For the previous few days, Guwahati’s Air Quality Index (AQI) has been deteriorating.

According to data from the Central Pollution Control Board (CPCB), the AQI of Guwahati on February 1 was 291 based on PM2.5.

The CPCB classified Guwahati’s deteriorating air quality as ‘poor’ on Tuesday, also people’s mobile weather applications have labelled the city’s AQI as ‘unhealthy,’ recommending them to stay indoors.

However, following Tuesday night’s showers, the city’s air quality improved slightly on Wednesday, February 2.

Notably, in a survey undertaken by the Delhi-based not-for-profit public interest research and advocacy organisation, Centre for Science and Environment (CSE), Guwahati topped the list of the most polluted cities in the region.

For the previous three years, Guwahati’s yearly average PM2.5 level has consistently been substantially higher than the national average.

While India’s annual average level has been 40 microgrammes per cubic metre (ug/m3) for the past three years, Guwahati’s annual PM2.5 standard has been 56 ug/m3 in 2019, 62 ug/m3 in 2020 and 60 ug/m3 in 2021.

The weekly PM2.5 levels increase noticeably throughout the winter months.

Fine particulate matter (PM2.5) is a type of air pollution that reduces visibility and makes the air appear hazy when concentrations are high.
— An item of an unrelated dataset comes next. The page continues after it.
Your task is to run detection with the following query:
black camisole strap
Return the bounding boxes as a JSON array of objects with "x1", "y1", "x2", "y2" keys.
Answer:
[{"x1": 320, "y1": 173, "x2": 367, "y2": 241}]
PM2.5 is an air pollutant that is hazardous to people’s health when concentrations are high.

“Earlier we measured only PM10, which is coarse particles. When such particles are inhaled, it remains in the lungs. But the finer PM2.5 particles get distributed in the bloodstream, which is even more unhealthy,” said a prominent scientist from Assam’s Pollution Control Board while speaking with G Plus.